Hiding behind children
This rightist government, and especially Shas, treats immigrants who came here ‘legally’ with rank hypocrisy: It is issuing more entry permits than ever and at the same time is hunting down tens of thousands of exploited workers who have gone underground.
By Avirama Golan Tags: Israel newsThis government has an impressive style. It never initiates anything, and when problems show up on its doorstep, it handles them so clumsily that it generates new and even more complicated problems. Perhaps it's because there is not, and never has been, a policy here; just the extinguishing of historical fires in a way that causes new ones to ignite.
Granted, this government inherited most of the fires from its predecessor. But it has managed to turn them into raging conflagrations. Take, for instance, the issue of the foreign workers' children. This, too, was inherited from previous governments. But the feckless way it has been handled, laden with hypocrisy and bad intentions, is characteristic only of this government.
Nevertheless, it is necessary to tell the unpleasant truth: The public relations campaign centered around these children is problematic, and the focus on the children (who, of course, are innocent and heart-rending ) diverts the debate from the main issue.
Granted, in a society that sanctifies the family and worships children (to the point of harassing battalion commanders about "our children" the soldiers, lest they be overworked in training and obsessing over murders of children ), there is nothing easier than waging a battle centered on children. But this choice has falsely divided people into two fictitious camps - the compassionate believers in human rights, who open their hearts to all the nations of the world and weep over every child with pigtails, and the brutal, racist deporters of children.
This is not a serious discussion - and for those who define themselves as leftists, or at least as liberals, it is also not an honest one. The fact that neither this government nor any of its predecessors ever had an immigration policy does not justify abandoning the debate over migrant workers, and thus, effectively, debate of the whole issue of work and citizenship in Israel. The pigtailed little girl is only one link in a chain. And anyone who ignores this is deceiving both himself and others.
Israel's "foreign workers" can be divided, as is well-known, into three groups: the "legal" ones, for whose importation the government issues permits so that they can work in agriculture, home nursing care and construction; the "illegals," some of whom initially came here "legally" while others infiltrated across the border (and this group further subdivides into those seeking to work here short-term and those who want to put down roots here ); and the refugees.

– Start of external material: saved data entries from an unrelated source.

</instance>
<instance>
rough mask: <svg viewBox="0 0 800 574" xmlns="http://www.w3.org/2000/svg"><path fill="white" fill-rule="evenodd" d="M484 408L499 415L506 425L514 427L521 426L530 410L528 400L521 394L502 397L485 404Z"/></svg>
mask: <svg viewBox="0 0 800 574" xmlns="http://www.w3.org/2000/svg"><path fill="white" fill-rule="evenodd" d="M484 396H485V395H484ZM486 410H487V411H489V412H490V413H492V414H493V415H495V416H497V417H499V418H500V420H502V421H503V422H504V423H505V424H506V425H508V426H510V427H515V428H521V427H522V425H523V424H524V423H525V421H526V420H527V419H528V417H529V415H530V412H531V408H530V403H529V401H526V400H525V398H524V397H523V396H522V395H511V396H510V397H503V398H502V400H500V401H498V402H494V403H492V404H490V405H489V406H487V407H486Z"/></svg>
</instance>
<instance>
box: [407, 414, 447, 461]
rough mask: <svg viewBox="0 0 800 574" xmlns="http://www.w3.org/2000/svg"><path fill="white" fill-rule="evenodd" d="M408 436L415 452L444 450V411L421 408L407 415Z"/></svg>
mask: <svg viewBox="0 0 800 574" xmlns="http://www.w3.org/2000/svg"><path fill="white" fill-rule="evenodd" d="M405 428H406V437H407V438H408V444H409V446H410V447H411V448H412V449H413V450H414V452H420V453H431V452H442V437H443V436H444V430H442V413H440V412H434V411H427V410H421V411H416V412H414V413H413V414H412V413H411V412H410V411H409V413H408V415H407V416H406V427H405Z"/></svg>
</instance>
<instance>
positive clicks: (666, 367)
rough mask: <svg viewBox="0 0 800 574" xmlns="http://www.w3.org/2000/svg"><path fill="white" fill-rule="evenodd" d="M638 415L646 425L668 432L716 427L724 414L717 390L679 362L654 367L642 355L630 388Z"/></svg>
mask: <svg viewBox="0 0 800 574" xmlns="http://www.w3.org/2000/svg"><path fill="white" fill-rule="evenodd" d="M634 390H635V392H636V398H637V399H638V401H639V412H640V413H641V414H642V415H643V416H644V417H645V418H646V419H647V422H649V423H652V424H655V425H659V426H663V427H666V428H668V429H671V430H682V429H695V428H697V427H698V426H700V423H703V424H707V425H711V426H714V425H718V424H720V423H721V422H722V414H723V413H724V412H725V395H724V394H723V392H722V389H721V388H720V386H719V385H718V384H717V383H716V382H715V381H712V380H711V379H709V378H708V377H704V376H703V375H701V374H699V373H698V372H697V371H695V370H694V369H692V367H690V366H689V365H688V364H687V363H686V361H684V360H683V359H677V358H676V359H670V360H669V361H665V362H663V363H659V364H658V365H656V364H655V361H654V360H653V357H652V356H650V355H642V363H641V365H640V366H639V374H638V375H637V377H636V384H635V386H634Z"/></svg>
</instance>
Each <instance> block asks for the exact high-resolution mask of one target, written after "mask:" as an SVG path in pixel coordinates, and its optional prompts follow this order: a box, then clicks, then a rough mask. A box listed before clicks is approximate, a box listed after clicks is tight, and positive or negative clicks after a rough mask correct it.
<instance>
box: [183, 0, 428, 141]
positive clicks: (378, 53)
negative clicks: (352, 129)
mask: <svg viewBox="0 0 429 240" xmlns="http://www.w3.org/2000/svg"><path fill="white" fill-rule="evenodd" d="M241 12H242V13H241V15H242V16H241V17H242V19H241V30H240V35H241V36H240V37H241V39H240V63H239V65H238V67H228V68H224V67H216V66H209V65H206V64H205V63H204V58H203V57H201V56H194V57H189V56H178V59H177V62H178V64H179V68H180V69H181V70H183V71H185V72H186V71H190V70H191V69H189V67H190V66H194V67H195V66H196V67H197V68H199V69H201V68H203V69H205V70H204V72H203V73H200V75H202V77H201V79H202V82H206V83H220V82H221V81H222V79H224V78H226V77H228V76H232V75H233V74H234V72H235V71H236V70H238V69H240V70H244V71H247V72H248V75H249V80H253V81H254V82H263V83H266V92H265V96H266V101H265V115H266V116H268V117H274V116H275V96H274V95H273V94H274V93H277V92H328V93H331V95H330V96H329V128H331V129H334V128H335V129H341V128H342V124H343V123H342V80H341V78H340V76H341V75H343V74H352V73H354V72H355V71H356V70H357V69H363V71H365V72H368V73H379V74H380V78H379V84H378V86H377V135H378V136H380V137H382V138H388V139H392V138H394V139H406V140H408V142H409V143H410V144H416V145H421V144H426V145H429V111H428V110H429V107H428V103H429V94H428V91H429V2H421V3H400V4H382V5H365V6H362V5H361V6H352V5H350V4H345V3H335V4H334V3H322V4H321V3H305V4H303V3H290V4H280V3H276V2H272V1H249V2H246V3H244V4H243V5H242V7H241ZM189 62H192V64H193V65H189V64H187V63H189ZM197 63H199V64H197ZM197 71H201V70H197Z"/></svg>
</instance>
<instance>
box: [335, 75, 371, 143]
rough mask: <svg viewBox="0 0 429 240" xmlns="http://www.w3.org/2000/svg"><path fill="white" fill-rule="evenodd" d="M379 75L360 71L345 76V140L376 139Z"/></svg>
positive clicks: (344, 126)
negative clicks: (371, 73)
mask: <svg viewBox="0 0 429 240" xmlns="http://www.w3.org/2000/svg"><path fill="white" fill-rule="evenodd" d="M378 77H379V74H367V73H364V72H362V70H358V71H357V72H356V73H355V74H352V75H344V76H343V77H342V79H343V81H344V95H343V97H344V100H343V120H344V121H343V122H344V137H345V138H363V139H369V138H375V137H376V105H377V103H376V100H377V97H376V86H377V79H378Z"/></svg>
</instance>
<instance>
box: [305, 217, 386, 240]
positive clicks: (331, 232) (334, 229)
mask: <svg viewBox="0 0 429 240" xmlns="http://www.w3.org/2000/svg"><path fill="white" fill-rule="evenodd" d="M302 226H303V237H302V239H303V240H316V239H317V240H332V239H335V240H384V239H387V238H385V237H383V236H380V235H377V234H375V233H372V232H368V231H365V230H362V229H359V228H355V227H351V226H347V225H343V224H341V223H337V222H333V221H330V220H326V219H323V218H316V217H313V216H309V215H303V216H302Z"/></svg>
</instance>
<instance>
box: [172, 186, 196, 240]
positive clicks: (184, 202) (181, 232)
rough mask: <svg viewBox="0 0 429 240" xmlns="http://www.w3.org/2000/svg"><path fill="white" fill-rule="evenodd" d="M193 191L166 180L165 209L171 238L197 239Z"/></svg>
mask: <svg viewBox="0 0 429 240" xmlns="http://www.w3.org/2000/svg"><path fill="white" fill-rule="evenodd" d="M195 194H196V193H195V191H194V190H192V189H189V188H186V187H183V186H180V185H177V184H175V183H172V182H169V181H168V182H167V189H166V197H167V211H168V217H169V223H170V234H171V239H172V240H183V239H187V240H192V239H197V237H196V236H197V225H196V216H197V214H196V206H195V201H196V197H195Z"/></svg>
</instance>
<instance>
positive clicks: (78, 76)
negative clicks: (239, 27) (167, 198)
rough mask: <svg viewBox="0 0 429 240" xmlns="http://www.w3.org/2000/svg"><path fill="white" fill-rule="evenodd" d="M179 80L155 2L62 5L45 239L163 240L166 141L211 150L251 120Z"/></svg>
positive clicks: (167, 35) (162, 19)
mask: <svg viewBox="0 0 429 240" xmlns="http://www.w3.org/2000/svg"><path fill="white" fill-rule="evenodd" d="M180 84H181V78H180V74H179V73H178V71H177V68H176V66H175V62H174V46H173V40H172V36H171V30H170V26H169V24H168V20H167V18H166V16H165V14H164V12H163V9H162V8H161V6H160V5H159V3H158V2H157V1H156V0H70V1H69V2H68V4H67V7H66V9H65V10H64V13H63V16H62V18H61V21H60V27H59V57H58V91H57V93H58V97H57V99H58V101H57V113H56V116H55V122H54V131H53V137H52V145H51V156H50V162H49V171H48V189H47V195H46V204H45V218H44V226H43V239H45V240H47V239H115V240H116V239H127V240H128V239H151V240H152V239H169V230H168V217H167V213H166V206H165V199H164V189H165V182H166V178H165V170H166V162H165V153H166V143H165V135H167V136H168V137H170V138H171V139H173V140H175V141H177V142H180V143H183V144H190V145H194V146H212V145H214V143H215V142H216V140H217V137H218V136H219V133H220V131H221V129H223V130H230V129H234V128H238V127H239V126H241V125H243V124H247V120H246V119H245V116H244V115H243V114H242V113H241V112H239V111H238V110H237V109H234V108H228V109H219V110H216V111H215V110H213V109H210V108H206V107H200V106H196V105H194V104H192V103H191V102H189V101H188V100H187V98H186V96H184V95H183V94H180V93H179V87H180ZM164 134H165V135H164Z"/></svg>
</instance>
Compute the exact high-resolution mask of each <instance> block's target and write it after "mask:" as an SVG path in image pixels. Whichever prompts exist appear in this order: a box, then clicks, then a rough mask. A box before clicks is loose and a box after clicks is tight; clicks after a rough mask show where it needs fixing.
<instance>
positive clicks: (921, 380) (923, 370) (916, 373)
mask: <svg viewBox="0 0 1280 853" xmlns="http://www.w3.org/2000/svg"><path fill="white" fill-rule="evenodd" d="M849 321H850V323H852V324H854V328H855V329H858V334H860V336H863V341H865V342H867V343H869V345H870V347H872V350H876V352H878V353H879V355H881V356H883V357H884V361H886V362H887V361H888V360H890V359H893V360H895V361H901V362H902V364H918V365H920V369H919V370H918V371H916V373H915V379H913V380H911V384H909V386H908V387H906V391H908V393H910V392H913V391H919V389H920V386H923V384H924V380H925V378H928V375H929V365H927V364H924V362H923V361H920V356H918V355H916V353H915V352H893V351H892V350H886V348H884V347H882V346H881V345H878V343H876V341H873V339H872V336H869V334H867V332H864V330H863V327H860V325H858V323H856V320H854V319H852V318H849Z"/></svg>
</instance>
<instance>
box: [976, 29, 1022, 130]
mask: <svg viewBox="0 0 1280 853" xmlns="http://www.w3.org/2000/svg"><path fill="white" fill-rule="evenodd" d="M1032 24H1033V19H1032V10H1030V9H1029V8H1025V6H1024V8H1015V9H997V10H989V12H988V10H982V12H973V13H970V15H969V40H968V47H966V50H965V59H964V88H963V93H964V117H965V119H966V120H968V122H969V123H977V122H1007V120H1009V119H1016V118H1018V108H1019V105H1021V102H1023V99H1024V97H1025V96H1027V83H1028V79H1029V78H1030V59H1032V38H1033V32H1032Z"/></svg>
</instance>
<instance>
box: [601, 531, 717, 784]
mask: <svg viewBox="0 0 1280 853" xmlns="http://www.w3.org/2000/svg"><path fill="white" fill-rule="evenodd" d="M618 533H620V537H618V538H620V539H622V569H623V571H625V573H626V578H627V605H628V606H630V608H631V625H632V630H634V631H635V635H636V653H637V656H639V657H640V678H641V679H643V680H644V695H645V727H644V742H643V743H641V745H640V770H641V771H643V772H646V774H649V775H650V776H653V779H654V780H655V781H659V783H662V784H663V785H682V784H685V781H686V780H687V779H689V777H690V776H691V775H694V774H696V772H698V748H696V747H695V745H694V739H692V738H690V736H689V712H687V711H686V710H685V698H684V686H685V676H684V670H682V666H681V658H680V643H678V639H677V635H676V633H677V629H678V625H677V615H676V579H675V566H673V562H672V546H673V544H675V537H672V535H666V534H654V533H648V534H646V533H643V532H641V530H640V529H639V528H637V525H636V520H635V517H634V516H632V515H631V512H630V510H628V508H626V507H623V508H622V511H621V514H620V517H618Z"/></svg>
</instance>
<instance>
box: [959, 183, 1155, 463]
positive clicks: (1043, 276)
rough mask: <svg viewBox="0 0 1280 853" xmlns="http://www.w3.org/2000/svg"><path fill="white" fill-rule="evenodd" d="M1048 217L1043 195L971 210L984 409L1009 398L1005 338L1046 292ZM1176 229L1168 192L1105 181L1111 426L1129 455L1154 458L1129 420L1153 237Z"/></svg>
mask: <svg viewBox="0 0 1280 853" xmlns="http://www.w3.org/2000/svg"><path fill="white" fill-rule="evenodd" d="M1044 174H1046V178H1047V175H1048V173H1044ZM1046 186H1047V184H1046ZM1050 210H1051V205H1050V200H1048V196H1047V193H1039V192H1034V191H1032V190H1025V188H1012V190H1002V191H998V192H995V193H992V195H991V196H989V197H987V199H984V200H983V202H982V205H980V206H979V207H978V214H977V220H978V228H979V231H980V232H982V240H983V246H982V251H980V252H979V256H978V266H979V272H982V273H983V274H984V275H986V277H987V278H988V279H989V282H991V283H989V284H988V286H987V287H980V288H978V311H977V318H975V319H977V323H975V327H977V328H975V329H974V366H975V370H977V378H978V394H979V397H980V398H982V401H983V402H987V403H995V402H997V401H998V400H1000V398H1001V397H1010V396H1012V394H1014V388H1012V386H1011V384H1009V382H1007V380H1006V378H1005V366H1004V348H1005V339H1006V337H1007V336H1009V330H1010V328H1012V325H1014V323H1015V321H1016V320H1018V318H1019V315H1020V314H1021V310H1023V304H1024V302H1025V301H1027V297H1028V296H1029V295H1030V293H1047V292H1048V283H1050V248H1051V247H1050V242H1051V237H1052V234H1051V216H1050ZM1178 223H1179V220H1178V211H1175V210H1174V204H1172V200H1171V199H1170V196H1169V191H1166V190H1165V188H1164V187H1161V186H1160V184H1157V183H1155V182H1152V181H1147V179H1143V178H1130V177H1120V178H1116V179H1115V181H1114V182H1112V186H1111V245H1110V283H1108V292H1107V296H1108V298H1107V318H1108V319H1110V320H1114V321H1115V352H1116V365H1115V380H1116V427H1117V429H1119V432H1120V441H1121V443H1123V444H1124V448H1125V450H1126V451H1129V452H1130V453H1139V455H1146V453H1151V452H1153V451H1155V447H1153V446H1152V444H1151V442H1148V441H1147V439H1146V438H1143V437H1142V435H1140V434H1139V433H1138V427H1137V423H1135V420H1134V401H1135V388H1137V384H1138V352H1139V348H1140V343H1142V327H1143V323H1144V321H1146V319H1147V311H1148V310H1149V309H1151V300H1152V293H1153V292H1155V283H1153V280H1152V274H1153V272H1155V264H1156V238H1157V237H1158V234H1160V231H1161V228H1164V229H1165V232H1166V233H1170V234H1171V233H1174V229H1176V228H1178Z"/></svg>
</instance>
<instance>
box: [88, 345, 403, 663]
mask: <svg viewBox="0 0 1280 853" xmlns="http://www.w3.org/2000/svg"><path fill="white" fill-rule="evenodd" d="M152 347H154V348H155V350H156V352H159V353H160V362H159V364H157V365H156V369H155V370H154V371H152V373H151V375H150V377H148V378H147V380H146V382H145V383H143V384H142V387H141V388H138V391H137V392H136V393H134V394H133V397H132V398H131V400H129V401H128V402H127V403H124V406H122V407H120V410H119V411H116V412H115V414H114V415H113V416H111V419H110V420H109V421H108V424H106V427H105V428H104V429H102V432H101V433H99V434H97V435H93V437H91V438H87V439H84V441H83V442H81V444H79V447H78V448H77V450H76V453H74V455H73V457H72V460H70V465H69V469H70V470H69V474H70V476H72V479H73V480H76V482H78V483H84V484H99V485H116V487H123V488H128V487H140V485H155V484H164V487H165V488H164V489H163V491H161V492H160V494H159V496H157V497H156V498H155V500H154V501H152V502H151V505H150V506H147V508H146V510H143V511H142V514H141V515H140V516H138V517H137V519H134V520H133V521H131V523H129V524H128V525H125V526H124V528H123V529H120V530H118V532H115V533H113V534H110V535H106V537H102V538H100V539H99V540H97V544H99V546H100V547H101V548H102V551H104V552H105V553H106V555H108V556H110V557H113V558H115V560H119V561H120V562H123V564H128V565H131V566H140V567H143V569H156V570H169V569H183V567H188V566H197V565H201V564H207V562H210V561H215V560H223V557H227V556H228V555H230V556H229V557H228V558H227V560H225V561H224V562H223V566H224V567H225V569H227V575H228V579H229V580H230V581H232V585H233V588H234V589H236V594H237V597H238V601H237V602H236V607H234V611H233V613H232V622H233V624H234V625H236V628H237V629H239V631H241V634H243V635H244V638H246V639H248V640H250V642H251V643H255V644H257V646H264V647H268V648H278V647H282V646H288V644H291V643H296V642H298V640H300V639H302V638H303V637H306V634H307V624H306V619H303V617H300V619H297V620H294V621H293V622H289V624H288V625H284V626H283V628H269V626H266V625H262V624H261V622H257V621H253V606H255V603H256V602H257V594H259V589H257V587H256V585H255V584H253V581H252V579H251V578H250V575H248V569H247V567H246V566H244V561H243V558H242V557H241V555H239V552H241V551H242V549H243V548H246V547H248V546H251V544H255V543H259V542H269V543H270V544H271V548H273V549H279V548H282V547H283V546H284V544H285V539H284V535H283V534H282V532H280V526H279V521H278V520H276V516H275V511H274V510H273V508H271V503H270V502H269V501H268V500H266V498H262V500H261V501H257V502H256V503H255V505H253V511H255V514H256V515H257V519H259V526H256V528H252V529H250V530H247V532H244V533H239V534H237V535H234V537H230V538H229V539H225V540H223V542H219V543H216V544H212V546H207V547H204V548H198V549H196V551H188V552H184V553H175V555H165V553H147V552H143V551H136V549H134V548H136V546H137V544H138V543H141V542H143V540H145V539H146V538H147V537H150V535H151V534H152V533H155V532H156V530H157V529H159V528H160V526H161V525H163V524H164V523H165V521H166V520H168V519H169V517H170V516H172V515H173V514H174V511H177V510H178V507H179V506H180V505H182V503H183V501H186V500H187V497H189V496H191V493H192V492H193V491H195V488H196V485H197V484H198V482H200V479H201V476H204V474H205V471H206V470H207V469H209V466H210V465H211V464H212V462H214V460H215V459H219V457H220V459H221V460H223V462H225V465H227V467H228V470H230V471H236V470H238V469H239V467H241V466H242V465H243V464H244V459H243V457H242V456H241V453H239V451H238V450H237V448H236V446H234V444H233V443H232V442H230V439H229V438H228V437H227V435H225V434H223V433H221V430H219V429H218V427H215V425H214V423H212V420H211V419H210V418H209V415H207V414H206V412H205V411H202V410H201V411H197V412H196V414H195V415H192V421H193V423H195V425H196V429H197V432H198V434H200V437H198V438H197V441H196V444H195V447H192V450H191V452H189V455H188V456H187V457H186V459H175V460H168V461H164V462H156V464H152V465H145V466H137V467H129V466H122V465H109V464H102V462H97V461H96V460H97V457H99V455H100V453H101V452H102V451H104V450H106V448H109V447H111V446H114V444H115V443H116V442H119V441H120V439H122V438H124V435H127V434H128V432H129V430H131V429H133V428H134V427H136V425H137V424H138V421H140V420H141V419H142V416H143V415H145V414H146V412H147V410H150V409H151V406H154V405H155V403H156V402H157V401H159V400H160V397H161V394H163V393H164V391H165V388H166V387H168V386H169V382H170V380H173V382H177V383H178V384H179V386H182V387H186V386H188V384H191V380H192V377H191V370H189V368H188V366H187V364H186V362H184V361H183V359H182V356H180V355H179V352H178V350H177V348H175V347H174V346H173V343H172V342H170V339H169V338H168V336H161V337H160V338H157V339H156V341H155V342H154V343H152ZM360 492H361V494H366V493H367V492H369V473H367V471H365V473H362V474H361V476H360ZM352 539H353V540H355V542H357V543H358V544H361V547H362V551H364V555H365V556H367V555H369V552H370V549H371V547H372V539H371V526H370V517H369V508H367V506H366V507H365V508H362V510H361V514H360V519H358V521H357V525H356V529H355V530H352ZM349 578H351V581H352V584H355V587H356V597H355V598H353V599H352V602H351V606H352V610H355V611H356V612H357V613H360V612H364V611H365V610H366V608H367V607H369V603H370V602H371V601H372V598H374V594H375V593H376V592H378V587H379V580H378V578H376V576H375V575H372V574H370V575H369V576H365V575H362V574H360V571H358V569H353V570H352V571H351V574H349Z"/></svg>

This rightist government, and especially Shas, treats the first category with rank hypocrisy. It is issuing more entry permits than ever, and at the same time is hunting down tens of thousands of exploited workers who have gone underground.
Interior Minister Eli Yishai (Shas ) is particularly brutal toward those with families or who had children while they were here, on the ethnocentric grounds that they endanger Israel's Jewish identity. But Yishai also understands that the weakest class of Israeli workers is genuinely threatened by the migrants, whose offer of cheap labor with no strings attached comes at their expense. This threat, however, does not seem to touch the left's heart at all. It is quick to denounce the "racist" poor.
The left errs by ignoring that while the free-market economy has enabled all of us to buy cheap Chinese goods, it has also destroyed organized labor and eliminated job security. It used to be workers from the territories who did the low pay jobs, arriving every day at dawn and departing at dusk. But after the intifada began, successive governments found a way to punish the Palestinians while still enabling the Israeli public to enjoy the good life - and the left offered no objection.
The rich benefited. But the losers were not only the poor, but also Israeli society as a whole. It became less moral, more economically polarized and more hard-hearted toward the weakest workers. Israel's naturalization laws, in contrast to those of other Western countries, are problematic and must be revised in a liberal, universalist spirit. But the country's high natural population growth and population density obviate the need for immigration.
And yet, people continue to come - non-Jews who immigrate under the Law of Return, migrant laborers and refugees - and most of them integrate here successfully. This process, however, will become moral and rational only when the legal importation of cheap foreign labor is halted, the minimum wage is raised, benefits are guaranteed for all workers, Israeli Arabs and Palestinians are integrated into the workforce, and the despicable scare mongering about undermining Israel's Jewish majority stops. All of these are things a responsible left should be demanding instead of hiding behind the tiny backs of children.